It is important to remember that, although the guaranteed analysis provides a measure of the various nutrient categories, it does not provide any information relating to the quality of the ingredients in the food, its digestibility or the overall quality of the food.

Follow the Guidelines with Help from Your Vet

All pet foods are required to contain feeding guidelines. However, different cats will require different amounts of food.


Ask your veterinarian to perform a body condition analysis for your cat each time your cat goes in for an examination. Ask your veterinarian to show you how to perform this analysis as well. Determining your cat’s body condition is the best way to determine whether your cat is overweight, underweight or at his ideal weight. You should be able to feel your cat’s ribs. If you cannot, your cat is likely overweight.


Feeding your cat to keep him lean and at an ideal body weight will keep him healthy longer. Adjust your cat’s feeding protocol accordingly. For some cats, the guidelines provided on the food label may be accurate. For others, they may need to be adjusted.


If you find yourself straying too far from the label guidelines, check with your veterinarian. It’s possible that the food you’ve chosen is not appropriate for your cat’s individual situation. Some cats may require special foods to help them lose weight. Ask your veterinarian for a specific dietary recommendation.

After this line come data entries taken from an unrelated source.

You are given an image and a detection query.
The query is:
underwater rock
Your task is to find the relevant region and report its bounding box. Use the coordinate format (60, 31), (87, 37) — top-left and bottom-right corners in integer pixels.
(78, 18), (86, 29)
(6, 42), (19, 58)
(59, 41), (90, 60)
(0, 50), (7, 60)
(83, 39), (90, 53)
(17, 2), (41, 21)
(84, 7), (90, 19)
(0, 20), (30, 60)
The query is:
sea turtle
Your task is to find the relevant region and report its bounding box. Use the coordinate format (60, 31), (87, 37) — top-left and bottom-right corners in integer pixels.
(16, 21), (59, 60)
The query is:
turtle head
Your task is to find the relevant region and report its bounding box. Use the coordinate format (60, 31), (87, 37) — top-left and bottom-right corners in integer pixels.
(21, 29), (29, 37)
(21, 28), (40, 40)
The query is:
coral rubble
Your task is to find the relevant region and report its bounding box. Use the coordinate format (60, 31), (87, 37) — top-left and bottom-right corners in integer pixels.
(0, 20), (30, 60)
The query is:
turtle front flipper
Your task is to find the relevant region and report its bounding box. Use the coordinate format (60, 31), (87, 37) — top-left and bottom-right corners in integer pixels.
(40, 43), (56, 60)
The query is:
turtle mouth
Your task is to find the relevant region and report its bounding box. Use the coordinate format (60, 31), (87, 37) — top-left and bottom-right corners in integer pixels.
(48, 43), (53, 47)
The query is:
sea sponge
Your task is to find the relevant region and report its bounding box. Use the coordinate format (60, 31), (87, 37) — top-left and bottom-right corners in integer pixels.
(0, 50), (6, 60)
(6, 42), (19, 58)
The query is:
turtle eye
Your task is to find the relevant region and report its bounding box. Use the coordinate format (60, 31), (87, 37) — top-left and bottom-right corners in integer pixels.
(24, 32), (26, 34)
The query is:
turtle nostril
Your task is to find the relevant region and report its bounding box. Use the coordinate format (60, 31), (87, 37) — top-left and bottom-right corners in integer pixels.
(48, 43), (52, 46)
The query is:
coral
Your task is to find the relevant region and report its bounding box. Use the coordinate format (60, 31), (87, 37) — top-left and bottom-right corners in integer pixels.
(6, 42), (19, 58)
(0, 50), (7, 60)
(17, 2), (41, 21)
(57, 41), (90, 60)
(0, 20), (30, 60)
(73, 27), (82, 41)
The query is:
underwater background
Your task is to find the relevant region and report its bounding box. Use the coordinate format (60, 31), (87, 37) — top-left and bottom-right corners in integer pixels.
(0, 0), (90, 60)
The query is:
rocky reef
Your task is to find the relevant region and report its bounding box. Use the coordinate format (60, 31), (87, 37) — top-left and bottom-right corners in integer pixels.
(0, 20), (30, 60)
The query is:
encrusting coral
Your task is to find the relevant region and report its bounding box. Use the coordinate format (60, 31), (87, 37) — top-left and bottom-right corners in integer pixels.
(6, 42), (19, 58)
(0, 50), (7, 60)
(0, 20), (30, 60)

Research Your Cat Food Brand

Sourcing and quality control in manufacturing are other important considerations in choosing a pet food. Unfortunately, pet food labels are not required to provide this information. You may be able to find the information on the company’s website. Alternatively, a call to the company’s consumer relations department should provide you the answers you need. Any reputable company with a quality product will be happy to engage with its consumers.